An initial meeting with an investment advisor typically begins with a series of questions designed to find out what level of risk you are willing to accept.  Along those lines, consider the following investment scenarios:

A) You invested $50K in college tuition and after three years have received no visibility to how you have performed—no report card, no grades, no professor comments, nothing.  Are you willing to write a check for the fourth year and commit to another $50K for graduate school?

B) Over a five year period you invested $50K in a retirement plan that never provided visibility to its financial performance—no quarterly reports, no growth charts, no portfolio tables, nothing. How willing are you to continue giving them a portion of your paycheck?  Are you in for another $50K?

C) You invested $50K in a new business venture that never reported back to you its revenues or expenses—no cash flow statements, no profit-loss analysis, nothing. Are you interested in investing another $50K in this company?

Odds are none of these investment scenarios are attractive or appealing to you. Understandably, there is an unwillingness to invest in anything that lacks accountability or fails to provide visibility to its performance.

And this seems perfectly reasonable.  We shouldn’t assume simply attending classes will lead to graduation; and we shouldn’t assume blindly contributing to a 401k will yield enough money for retirement; and we shouldn’t assume a business is profitable simply because it keeps its doors open. To fully leverage an investment, we need visibility to its performance so we can continually evaluate its return.  And if that isn’t possible, we should be hesitant to invest more. Right?

So what about you? How much have you invested in yourself over the last few years? Let’s assume you’re working full-time and require another twelve hours each day for sleeping, eating and general health needs.
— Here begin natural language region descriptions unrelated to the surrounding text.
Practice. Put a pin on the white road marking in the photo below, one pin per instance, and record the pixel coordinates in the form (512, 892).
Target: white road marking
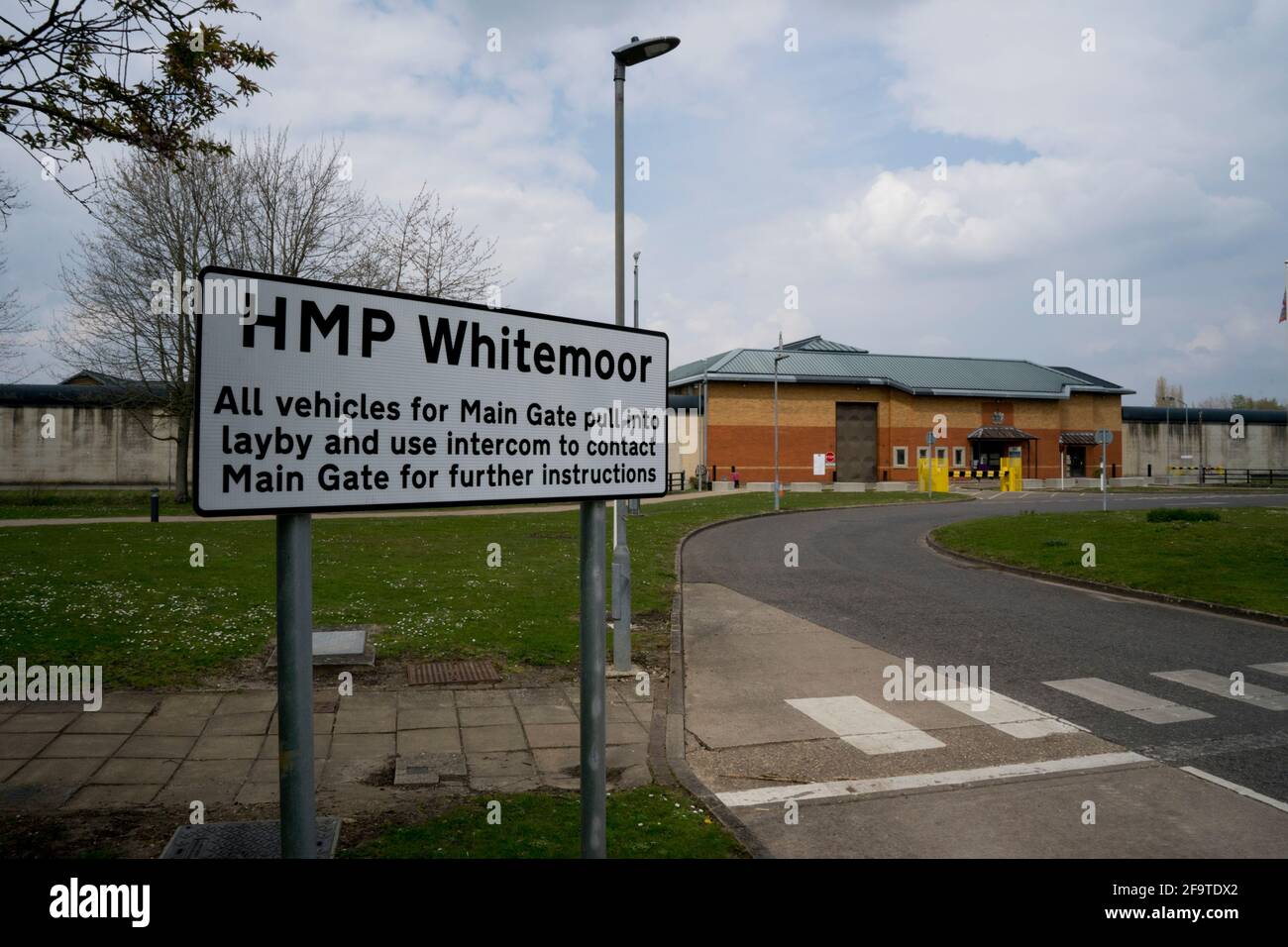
(1236, 788)
(864, 725)
(1220, 685)
(1136, 703)
(768, 795)
(1001, 712)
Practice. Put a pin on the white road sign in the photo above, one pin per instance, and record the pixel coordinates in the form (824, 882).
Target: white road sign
(323, 397)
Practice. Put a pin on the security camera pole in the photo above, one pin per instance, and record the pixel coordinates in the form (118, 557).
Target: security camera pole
(777, 484)
(631, 54)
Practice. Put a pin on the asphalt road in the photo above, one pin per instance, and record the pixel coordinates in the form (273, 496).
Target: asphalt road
(867, 574)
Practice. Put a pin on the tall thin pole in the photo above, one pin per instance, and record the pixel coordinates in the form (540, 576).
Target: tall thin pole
(634, 505)
(593, 732)
(621, 551)
(295, 685)
(776, 436)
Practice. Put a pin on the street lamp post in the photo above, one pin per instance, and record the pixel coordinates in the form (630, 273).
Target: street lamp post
(634, 506)
(631, 54)
(777, 483)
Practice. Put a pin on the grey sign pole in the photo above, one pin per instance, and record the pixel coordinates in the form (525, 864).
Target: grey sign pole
(295, 685)
(593, 732)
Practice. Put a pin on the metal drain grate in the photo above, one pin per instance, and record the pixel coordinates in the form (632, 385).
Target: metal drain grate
(454, 673)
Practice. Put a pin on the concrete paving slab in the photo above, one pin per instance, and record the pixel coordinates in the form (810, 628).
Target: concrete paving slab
(488, 716)
(429, 741)
(366, 720)
(156, 746)
(213, 771)
(227, 748)
(38, 722)
(102, 796)
(174, 725)
(189, 703)
(546, 714)
(106, 722)
(483, 698)
(425, 718)
(54, 771)
(25, 745)
(492, 738)
(129, 702)
(84, 745)
(252, 723)
(553, 735)
(362, 746)
(246, 702)
(136, 771)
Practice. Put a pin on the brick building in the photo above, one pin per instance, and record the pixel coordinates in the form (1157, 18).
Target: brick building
(874, 412)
That leaves you with roughly 2,300 discretionary hours each year to invest however you desire. Given the U.S. Census Bureau estimates median annual earnings for men working full-time in 2008 was $46K+, or roughly $22 per hour, means each year you have an opportunity to invest roughly $50K in yourself.

So how is that investment performing? Is it paying dividends? How do you know?

If you don’t, are you assuming showing up, blindly contributing and keeping your doors open will eventually provide you with a solid return? And if you weren’t willing to accept that level of risk in any of the scenarios above, what is different when it comes to your time?

I am no longer comfortable with such an investment strategy. I realize my time is limited, so I must invest wisely.